5 Procédures d'insolvabilité et d'assainissement applicables aux assureurs et réassureurs
La LSA révisée et l'Ordonnance sur la surveillance des entreprises d'assurance privées du 9 novembre 2005 ont introduit un régime d'insolvabilité et d'assainissement applicable aux compagnies d'assurance et de réassurance.
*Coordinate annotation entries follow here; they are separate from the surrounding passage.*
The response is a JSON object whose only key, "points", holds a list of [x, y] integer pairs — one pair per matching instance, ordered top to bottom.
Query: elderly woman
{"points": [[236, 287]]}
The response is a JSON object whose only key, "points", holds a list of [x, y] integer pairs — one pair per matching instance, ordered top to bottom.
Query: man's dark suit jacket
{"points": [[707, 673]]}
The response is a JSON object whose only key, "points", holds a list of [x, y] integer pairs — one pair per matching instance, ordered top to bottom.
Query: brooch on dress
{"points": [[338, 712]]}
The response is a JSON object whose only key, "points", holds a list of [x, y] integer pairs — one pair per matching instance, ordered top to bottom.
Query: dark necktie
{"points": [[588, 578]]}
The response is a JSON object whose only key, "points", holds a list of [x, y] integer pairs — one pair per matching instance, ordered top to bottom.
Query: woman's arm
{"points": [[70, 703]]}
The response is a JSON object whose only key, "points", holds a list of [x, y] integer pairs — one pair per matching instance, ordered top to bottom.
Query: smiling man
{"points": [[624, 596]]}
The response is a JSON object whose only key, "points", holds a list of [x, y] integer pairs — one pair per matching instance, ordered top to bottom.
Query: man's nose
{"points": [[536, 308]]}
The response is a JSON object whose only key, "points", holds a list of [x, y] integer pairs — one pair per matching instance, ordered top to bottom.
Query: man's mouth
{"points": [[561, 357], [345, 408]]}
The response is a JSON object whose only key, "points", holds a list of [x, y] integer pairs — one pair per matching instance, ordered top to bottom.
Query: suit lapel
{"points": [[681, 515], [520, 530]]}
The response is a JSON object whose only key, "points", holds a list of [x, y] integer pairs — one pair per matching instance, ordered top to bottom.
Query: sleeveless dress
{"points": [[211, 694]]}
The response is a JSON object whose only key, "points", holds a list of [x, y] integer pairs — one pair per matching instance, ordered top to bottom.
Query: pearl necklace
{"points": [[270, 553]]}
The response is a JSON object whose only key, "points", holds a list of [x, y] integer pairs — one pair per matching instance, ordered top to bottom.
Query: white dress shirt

Ces procédures s'inspirent conceptuellement de celles applicables aux banques et aux maisons de titres en vertu de la LB. S'il existe des raisons sérieuses d'admettre qu'une entreprise d'assurance est surendettée ou rencontre des problèmes de liquidité importants, la FINMA peut ordonner des mesures protectrices, ouvrir une procédure d'assainissement ou – s'il n'y a aucune perspective d'assainissement d'au moins une partie de l'activité de l'assurance – prononcer la faillite.
L'OIns-FINMA s'applique aux enterprises d'assurance et de réassurance autorisées par la FINMA, aux sociétés mères de groupes d'assurance et aux sociétés significatives d'un groupe ayant leur siège en Suisse qui exercent des fonctions importantes pour les activités soumises à autorisation selon la LSA.
En cas d'insolvabilité d'une compagnie d'assurance directe, l'attribution du produit de réalisation de la fortune liée aux assurés constitue une caractéristique unique. Ce processus est désormais régi par une disposition de la LSA. C'est pourquoi ces règles ne figurent plus dans le droit d'exécution de l'OIns-FINMA, contrairement à ce qui prévalait sous l'OFA-FINMA.
6 Insolvabilité des participants au marché sans autorisation
Les entreprises qui exercent une activité soumise à l'autorisation de la FINMA sans être titulaires de ladite autorisation ne peuvent plus être liquidées par la FINMA conformément aux dispositions de la LB et de l'OIns-FINMA. Le juge ordinaire est compétent pour prononcer leur faillite.
7 Règles relatives à l'ajournement
Les nouvelles règles de l'OIns-FINMA n'ont pas d'incidence sur le cadre régissant un ajournement prononcé par la FINMA lors des procédures d'assainissement.
L'article 30a LB, entré en vigueur le 1er janvier 2016, autorise la FINMA à ordonner, dans le cadre de mesures de protection ou de procédure d'assainissement selon la LB, un ajournement temporaire (i) de tout droit de résiliation contractuel d'une contrepartie ou de l'exercice de tout droit de compensation, (ii) de l'exécution de garanties ou (iii) du « portage » de transactions sur dérivés, dans tous les cas pour une durée maximale de deux jours ouvrables, si cette résiliation contractuelle ou cet autre droit était déclenché par ces mesures de protection ou ces procédures d'assainissement.
Ces compétences s'appliquent par renvoi aux établissements financiers réglementés par la FINMA qui font l'objet d'une procédure d'assainissement en vertu de la LB (voir sous 2 ci-dessus). Pour les entreprises d'assurances, les compétences en matière d'ajournement sont spécifiées dans la LSA.
Selon l'article 12 al. 2bis de l'Ordonnance sur les banques, lorsqu'elle conclut de nouveaux contrats ou modifie des contrats existants soumis à un droit ou à un for étranger, une banque doit convenir avec la contrepartie qu'elle reconnaît les pouvoirs d'ajournement de la FINMA conformément à l'article 30a LB. Alors que l'étendue de cette obligation était spécifiée dans l'OIB-FINMA, cette règle est désormais reprise dans l'OIns-FINMA sans modification matérielle. En raison du renvoi à l'article 67 LIMF, cette obligation s'applique également aux maisons de titres et aux directions de fonds.